To ensure that vector addition is deployed onto the integrated GPU, explicit specification of the GPU queue is made instead of the submission to the default queue. The list of supported platforms is obtained with the list of devices for each platform by calling get_platforms() and platform.get_devices(). With the target device identified, a queue is constructed for the integrated GPU and the vector add kernel is dispatched to this queue. Such a methodology may be used to target multiple independent kernels to different target devices connected to the same host/node.
Next, the modified DPC++ code is compiled using:
$ dpcpp -std=c++11 -I=/usr/local/cuda-10.1/samples/common/inc vectorAdd.dp.cpp -lOpenCL
The resulting binary is then invoked, and the vector addition is confirmed to be executing on the integrated GPU, shown in Listing 6.

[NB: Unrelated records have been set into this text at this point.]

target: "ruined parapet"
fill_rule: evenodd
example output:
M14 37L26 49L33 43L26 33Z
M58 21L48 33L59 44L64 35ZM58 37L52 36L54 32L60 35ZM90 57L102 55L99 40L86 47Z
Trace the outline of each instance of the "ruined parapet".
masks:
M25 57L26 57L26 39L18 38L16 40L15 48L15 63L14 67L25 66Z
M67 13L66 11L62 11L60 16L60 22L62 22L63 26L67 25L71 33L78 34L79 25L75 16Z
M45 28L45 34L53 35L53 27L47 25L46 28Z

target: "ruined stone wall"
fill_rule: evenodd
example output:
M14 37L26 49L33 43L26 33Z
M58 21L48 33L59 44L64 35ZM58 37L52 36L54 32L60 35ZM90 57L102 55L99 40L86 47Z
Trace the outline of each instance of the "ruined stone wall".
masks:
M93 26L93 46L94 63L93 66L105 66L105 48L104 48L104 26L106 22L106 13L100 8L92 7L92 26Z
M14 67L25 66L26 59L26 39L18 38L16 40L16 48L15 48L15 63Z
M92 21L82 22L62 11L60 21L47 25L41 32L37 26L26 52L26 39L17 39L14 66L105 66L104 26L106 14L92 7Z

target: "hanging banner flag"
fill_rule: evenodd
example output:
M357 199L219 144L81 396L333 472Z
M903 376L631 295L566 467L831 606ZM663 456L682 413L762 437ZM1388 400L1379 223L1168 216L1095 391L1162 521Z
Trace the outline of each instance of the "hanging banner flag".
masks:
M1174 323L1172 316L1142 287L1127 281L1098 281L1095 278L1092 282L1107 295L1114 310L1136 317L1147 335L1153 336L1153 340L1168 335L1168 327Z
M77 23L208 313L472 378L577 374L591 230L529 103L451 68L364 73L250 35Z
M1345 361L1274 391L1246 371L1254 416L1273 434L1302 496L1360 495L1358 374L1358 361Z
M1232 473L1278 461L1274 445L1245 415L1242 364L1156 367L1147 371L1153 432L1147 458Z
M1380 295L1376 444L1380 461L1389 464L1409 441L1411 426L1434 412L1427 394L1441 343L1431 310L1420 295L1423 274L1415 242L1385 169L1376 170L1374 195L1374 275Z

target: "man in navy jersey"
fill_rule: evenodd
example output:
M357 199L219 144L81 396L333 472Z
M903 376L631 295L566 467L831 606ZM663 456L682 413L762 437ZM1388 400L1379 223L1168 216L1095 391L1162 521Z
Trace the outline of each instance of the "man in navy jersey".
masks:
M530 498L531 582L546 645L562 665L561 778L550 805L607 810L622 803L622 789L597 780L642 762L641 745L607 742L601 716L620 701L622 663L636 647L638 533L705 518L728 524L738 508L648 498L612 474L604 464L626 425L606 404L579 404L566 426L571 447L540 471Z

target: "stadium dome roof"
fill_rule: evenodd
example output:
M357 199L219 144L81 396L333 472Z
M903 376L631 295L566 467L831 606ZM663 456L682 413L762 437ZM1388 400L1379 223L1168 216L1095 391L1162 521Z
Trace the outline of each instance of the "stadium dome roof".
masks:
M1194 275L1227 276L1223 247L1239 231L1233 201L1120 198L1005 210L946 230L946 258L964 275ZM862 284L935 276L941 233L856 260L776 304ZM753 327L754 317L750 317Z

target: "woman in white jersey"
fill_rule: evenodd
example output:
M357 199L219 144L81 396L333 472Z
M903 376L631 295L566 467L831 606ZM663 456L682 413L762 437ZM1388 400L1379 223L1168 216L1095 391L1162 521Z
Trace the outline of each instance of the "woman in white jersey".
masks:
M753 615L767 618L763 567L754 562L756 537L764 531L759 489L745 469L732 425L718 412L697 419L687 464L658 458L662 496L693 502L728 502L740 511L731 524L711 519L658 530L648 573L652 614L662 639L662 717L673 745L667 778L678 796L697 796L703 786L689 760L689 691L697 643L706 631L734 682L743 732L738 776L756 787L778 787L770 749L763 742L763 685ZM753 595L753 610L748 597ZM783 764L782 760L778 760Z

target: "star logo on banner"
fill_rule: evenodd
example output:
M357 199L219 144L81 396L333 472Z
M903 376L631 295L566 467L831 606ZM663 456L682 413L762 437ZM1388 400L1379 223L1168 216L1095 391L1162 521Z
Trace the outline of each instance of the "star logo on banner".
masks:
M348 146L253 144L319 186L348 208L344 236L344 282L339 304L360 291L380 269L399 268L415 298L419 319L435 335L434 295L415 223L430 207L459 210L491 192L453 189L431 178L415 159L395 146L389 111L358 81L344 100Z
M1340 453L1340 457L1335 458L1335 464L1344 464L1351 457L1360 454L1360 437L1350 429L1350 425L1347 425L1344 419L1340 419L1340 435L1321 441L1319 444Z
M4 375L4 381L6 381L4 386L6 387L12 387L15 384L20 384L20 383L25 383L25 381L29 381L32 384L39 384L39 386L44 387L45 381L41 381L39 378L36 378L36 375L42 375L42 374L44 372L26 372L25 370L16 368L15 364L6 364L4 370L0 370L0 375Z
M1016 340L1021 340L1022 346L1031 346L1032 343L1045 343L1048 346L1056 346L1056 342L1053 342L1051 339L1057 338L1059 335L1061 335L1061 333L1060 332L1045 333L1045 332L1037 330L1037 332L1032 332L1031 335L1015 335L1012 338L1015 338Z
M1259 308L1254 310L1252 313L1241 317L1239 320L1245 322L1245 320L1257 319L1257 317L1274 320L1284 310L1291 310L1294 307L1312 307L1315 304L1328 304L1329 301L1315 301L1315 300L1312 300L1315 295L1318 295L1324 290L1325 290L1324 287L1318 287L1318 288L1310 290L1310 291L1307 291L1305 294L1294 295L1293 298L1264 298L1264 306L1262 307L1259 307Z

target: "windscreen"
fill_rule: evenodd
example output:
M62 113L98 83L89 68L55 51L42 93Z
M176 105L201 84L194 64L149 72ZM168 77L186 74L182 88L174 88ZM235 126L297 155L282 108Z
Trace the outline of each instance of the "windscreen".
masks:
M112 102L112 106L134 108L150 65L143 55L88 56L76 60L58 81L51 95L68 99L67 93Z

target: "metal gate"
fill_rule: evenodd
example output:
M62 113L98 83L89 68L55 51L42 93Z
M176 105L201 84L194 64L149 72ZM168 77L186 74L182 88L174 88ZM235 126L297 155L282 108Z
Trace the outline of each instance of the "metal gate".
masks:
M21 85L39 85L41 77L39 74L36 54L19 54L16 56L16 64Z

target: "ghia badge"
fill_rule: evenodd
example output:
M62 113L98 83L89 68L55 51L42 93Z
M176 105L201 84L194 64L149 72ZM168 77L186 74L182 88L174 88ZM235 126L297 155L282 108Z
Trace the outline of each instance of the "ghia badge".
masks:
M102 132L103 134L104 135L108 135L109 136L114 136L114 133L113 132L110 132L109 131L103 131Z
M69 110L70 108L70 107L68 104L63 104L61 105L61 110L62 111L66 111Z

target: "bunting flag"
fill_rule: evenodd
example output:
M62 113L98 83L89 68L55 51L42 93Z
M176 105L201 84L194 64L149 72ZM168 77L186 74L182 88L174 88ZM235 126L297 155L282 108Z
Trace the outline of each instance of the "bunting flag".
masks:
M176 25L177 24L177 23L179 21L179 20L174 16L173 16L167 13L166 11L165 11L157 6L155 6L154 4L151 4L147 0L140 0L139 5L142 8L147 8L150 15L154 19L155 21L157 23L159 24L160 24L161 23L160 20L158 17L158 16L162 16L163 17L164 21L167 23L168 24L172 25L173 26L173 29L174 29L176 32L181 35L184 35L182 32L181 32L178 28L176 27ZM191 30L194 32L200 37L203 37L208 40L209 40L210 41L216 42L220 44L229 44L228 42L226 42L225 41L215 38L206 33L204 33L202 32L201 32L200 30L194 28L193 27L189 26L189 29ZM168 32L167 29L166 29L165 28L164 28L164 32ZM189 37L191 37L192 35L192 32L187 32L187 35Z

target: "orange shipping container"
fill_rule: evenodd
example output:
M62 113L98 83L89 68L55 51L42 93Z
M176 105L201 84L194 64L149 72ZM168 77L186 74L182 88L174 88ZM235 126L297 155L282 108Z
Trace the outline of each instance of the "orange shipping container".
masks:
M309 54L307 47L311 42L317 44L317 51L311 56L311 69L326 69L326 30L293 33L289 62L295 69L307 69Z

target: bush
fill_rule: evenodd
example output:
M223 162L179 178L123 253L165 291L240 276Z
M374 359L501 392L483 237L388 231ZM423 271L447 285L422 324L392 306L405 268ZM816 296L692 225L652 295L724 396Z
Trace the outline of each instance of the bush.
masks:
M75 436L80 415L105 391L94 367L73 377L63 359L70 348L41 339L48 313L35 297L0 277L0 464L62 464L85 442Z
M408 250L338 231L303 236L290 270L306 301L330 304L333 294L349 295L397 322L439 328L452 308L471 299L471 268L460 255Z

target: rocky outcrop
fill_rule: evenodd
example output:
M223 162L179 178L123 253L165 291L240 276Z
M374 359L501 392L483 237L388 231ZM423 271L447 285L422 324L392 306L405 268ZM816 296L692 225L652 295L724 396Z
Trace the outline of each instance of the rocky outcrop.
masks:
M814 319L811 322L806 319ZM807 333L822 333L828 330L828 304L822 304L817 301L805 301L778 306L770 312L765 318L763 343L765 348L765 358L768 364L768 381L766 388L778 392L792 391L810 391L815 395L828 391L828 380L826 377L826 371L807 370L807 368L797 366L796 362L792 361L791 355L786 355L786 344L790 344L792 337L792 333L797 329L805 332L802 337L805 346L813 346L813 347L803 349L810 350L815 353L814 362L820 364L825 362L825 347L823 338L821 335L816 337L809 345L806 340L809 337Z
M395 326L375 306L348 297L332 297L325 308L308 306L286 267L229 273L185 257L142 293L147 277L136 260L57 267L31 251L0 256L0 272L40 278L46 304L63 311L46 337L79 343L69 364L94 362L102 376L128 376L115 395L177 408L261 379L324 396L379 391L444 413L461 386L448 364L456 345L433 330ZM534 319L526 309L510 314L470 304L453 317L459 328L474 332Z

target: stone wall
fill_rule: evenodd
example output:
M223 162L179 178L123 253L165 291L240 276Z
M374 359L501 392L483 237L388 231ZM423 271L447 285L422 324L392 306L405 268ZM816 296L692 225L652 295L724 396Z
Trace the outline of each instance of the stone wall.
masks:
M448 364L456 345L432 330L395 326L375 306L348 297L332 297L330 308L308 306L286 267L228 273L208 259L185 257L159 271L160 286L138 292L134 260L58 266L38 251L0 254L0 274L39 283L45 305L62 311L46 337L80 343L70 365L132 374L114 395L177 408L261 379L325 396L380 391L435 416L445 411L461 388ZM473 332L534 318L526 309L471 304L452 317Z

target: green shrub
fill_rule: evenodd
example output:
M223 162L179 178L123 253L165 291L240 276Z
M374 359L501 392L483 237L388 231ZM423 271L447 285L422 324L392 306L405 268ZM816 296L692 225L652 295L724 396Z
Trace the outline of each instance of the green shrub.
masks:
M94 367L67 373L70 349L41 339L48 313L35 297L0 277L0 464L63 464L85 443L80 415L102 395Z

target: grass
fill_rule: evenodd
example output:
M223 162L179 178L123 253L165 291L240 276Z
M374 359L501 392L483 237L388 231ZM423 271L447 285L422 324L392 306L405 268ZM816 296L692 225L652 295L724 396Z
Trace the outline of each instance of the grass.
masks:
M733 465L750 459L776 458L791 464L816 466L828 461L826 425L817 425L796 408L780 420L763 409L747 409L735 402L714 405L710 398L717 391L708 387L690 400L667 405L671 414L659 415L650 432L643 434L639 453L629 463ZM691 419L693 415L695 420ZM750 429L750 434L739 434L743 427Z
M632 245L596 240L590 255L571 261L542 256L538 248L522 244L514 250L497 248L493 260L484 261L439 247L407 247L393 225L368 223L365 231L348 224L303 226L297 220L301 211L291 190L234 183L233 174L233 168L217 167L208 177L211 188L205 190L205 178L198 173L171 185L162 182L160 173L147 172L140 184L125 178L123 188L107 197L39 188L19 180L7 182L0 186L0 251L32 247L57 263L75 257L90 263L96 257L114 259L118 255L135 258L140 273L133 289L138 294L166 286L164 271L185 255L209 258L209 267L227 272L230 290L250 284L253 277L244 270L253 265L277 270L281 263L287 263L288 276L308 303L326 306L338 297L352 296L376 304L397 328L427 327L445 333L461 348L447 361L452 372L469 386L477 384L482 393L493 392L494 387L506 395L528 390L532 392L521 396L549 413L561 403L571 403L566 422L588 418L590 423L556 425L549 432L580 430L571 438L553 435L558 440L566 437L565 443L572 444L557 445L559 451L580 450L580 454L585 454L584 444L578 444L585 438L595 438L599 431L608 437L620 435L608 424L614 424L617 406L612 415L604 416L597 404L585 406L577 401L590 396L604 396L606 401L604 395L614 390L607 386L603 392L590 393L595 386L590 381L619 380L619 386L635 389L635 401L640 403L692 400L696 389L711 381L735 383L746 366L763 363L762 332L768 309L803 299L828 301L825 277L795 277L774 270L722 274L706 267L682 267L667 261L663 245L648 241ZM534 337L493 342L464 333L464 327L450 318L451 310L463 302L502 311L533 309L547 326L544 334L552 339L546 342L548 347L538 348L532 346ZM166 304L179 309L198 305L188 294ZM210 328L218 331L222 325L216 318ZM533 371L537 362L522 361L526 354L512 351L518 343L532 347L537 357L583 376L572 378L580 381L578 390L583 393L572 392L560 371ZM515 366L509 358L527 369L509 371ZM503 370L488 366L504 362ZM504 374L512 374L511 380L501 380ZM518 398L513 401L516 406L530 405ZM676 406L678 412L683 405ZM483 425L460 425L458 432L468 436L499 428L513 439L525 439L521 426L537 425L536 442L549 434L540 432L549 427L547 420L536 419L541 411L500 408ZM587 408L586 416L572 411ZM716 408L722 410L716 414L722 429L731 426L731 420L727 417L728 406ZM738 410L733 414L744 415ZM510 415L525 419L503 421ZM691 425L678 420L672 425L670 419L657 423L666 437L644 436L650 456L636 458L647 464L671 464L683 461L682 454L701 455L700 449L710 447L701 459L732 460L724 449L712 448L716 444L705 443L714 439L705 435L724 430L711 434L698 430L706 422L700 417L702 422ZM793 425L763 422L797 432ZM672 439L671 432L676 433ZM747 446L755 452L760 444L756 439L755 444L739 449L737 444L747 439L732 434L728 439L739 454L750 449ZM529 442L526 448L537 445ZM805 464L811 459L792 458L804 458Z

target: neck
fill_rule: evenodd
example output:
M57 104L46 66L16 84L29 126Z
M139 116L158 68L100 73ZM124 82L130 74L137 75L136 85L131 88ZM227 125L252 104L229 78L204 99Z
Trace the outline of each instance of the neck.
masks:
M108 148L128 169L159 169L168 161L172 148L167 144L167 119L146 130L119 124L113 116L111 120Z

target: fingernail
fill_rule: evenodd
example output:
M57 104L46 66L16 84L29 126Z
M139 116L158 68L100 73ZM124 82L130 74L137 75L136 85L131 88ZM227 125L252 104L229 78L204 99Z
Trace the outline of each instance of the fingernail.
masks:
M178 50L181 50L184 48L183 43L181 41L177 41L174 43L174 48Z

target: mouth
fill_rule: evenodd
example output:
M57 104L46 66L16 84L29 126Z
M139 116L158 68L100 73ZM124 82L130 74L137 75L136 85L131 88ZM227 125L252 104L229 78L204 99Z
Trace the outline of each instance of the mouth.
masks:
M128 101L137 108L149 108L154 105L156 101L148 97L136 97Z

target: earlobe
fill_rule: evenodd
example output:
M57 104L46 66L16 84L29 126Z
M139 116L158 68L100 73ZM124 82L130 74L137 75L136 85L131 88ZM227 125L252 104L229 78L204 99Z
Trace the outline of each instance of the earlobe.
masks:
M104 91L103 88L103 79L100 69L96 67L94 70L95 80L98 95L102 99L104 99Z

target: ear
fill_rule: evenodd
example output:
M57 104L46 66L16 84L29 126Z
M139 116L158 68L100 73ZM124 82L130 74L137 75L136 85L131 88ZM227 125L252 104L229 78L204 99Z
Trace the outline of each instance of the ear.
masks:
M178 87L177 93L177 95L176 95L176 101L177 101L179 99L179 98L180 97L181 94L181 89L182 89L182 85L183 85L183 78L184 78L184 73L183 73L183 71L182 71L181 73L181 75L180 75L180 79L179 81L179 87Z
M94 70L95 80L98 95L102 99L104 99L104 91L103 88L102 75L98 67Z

Listing 6. Output from running the ported DPC++ code on the integrated GPU
For details on these tools, use these help flags:
$ intercept-build –h $ dpct –h
Uncompromised Performance for Diverse Workloads Across Multiple Architectures
This article introduced oneAPI and the beta Intel oneAPI Toolkits and outlined the components that are part of the Intel oneAPI Base Toolkit. The beta release includes toolkits to help users in the HPC, AI, analytics, deep learning, IoT, and video analytics domains transition to oneAPI. The DPC++ programming guide provides complete details on the various constructs supported for optimized accelerator performance. The OpenMP example shown in the article is for a C++ program. However, GPU offload will be supported for C and Fortran as well. oneAPI provides the software ecosystem you need to port and run your code on multiple accelerators.